October 9th, 2007 · No Comments

P. Chidambram, Union Minister of Finance, while speaking to students at Wharton Business School, about ten days ago, had assured that “India will open up its huge retail market to foreign investors. … It is only a matter of time before the policy is tweaked to allow FDI in retail.

Kamal NathNotwithstanding the above assertion, there will be no FDI in retail, at least for now as the union Minister of Commerce and Industry, Kamal Nath, has ruled out extension of FDI in retail. “There is no plan for FDI in this sector as of now,” he said, while talking to reporters in the capital.

And, as elections appear to be round the corner, this contentious issue is likely to be quietly buried until new political dispensation comes to power and takes a fresh view in the matter.

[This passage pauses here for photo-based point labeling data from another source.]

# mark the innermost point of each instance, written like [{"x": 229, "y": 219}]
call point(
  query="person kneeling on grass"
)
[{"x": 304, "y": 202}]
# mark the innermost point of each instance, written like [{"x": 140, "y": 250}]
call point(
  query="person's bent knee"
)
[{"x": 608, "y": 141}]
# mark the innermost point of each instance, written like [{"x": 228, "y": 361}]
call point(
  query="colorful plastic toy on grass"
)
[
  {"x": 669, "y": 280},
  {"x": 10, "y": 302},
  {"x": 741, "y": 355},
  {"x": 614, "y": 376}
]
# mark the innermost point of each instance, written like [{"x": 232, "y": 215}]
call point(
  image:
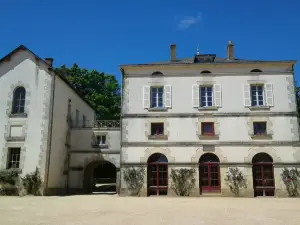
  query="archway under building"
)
[
  {"x": 263, "y": 175},
  {"x": 100, "y": 177},
  {"x": 157, "y": 174}
]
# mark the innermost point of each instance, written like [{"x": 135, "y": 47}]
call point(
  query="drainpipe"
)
[
  {"x": 121, "y": 130},
  {"x": 50, "y": 126}
]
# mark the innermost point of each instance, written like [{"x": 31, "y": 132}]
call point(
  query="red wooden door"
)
[{"x": 210, "y": 177}]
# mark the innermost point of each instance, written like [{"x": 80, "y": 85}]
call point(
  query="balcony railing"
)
[{"x": 101, "y": 124}]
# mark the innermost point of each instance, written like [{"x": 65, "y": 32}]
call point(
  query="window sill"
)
[
  {"x": 208, "y": 108},
  {"x": 157, "y": 109},
  {"x": 99, "y": 146},
  {"x": 19, "y": 171},
  {"x": 12, "y": 139},
  {"x": 208, "y": 137},
  {"x": 259, "y": 107},
  {"x": 262, "y": 137},
  {"x": 17, "y": 115},
  {"x": 158, "y": 137}
]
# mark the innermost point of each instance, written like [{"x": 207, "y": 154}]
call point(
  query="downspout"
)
[
  {"x": 121, "y": 130},
  {"x": 50, "y": 126}
]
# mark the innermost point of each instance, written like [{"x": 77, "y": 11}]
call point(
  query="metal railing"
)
[{"x": 102, "y": 124}]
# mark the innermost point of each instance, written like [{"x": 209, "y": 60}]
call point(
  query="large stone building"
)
[
  {"x": 210, "y": 113},
  {"x": 45, "y": 123}
]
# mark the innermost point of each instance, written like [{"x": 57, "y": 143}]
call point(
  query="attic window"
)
[
  {"x": 256, "y": 71},
  {"x": 205, "y": 71},
  {"x": 157, "y": 73}
]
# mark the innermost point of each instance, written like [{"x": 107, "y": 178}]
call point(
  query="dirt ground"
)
[{"x": 115, "y": 210}]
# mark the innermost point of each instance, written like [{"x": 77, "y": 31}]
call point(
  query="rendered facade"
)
[
  {"x": 210, "y": 113},
  {"x": 203, "y": 112}
]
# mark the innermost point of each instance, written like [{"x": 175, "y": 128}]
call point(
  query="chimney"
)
[
  {"x": 230, "y": 51},
  {"x": 49, "y": 61},
  {"x": 173, "y": 52}
]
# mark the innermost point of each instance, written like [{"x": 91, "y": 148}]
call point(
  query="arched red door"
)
[
  {"x": 263, "y": 175},
  {"x": 157, "y": 174},
  {"x": 209, "y": 171}
]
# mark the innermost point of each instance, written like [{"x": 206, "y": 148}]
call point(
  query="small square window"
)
[
  {"x": 157, "y": 95},
  {"x": 257, "y": 95},
  {"x": 260, "y": 128},
  {"x": 13, "y": 158},
  {"x": 206, "y": 96},
  {"x": 101, "y": 140},
  {"x": 207, "y": 128},
  {"x": 157, "y": 129}
]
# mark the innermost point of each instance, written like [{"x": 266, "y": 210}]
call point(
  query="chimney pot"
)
[
  {"x": 49, "y": 61},
  {"x": 173, "y": 52},
  {"x": 230, "y": 51}
]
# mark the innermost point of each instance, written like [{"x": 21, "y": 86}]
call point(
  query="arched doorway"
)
[
  {"x": 263, "y": 175},
  {"x": 100, "y": 177},
  {"x": 157, "y": 175},
  {"x": 209, "y": 171}
]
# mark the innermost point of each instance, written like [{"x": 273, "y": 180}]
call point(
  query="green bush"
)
[
  {"x": 236, "y": 180},
  {"x": 33, "y": 183}
]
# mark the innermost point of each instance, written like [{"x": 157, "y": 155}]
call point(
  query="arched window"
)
[
  {"x": 209, "y": 172},
  {"x": 157, "y": 73},
  {"x": 19, "y": 100},
  {"x": 205, "y": 71},
  {"x": 256, "y": 71},
  {"x": 263, "y": 175},
  {"x": 157, "y": 174}
]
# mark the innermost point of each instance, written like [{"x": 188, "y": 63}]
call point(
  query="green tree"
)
[
  {"x": 297, "y": 90},
  {"x": 101, "y": 90}
]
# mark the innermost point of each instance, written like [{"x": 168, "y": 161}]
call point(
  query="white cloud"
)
[{"x": 189, "y": 21}]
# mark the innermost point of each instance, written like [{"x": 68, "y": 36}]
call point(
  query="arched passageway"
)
[
  {"x": 100, "y": 177},
  {"x": 209, "y": 172},
  {"x": 263, "y": 175},
  {"x": 157, "y": 175}
]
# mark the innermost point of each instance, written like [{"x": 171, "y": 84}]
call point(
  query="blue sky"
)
[{"x": 104, "y": 34}]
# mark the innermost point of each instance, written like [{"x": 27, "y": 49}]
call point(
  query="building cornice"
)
[{"x": 208, "y": 114}]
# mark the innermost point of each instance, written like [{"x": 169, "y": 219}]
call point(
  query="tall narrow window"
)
[
  {"x": 157, "y": 97},
  {"x": 206, "y": 96},
  {"x": 257, "y": 95},
  {"x": 13, "y": 158},
  {"x": 19, "y": 100}
]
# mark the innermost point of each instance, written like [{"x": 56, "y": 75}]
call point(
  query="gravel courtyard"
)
[{"x": 115, "y": 210}]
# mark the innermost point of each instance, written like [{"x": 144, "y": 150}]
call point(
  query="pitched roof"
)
[
  {"x": 22, "y": 48},
  {"x": 216, "y": 60}
]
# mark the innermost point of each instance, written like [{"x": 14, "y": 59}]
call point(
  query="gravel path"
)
[{"x": 115, "y": 210}]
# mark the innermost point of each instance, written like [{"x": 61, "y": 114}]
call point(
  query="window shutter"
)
[
  {"x": 168, "y": 96},
  {"x": 195, "y": 96},
  {"x": 247, "y": 96},
  {"x": 269, "y": 94},
  {"x": 218, "y": 95},
  {"x": 146, "y": 97}
]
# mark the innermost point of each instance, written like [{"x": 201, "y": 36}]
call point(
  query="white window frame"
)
[
  {"x": 157, "y": 97},
  {"x": 101, "y": 140},
  {"x": 206, "y": 96},
  {"x": 256, "y": 94}
]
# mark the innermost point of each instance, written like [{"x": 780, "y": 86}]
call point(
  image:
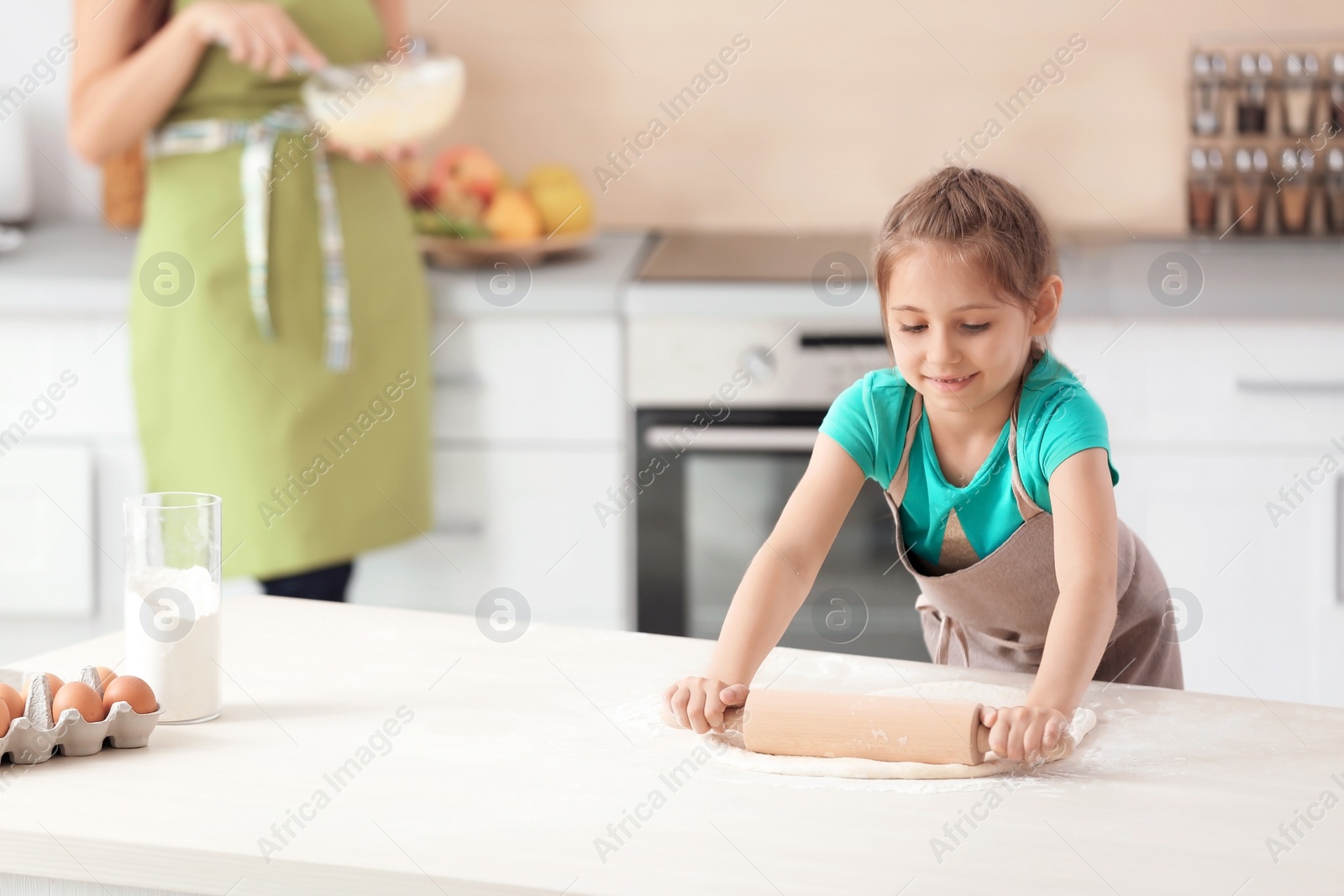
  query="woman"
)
[{"x": 279, "y": 313}]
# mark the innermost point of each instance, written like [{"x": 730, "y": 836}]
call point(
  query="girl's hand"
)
[
  {"x": 699, "y": 703},
  {"x": 1023, "y": 734},
  {"x": 260, "y": 35}
]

FDI in retail here refers to FDI in multi brand, front-end retail, since under the existing trade policy, FDI in retail is allowed in single brand retail (up to 51%) and cash & carry retail (up to 100%).

Explaining the reasons for this decision, Kamalnath said, ”A study on retail in underway and report is still awaited. We have no plans for FDI in retail.” The ministry has appointed ICRIER to submit a report among others on the impact of entry of BIG business and MNCs in retail, following a missive of UPA chair person Sonia Gandhi to the Prime Minister Manmohan Singh, on the livelihood security of small traders. ICRIER is expected to submit its report within a month.

Talking to reporters, he also justified the move saying, “mom and pop (kirana) stores are the country’s backbone and it is necessary to focus on them.”

Earlier, Kamal Nath had left it to the wisdom of state governments to take a decision in the interest of the nations as regards entry of big corporates in their states in retail.

The delay in allowing FDI in multi brand would mean that MNC retail giants like Tesco of U.K. and Carrefour of France, who have been waiting in wings to enter the country, will have to put their plans on hold unless they, like the world’s biggest retailer Wal-Mart and Germany’s Metro AG, decide to enter the country through cash and carry route.

While, Metro AG, for over three years, is already present in the country with a wholly owned subsidiary which currently operates three distribution centres, Shoprite of South Africa is also present in this space with a single outlet in Mumbai. Wal-Mart has, however, decided to join hands in a 50:50 partnership with telecom giant Bharti Enterprises. Those opposed to the entry of MNC retailers in the sector, have dubbed the ‘cash and carry’ arrangement between the two giants as surreptitious.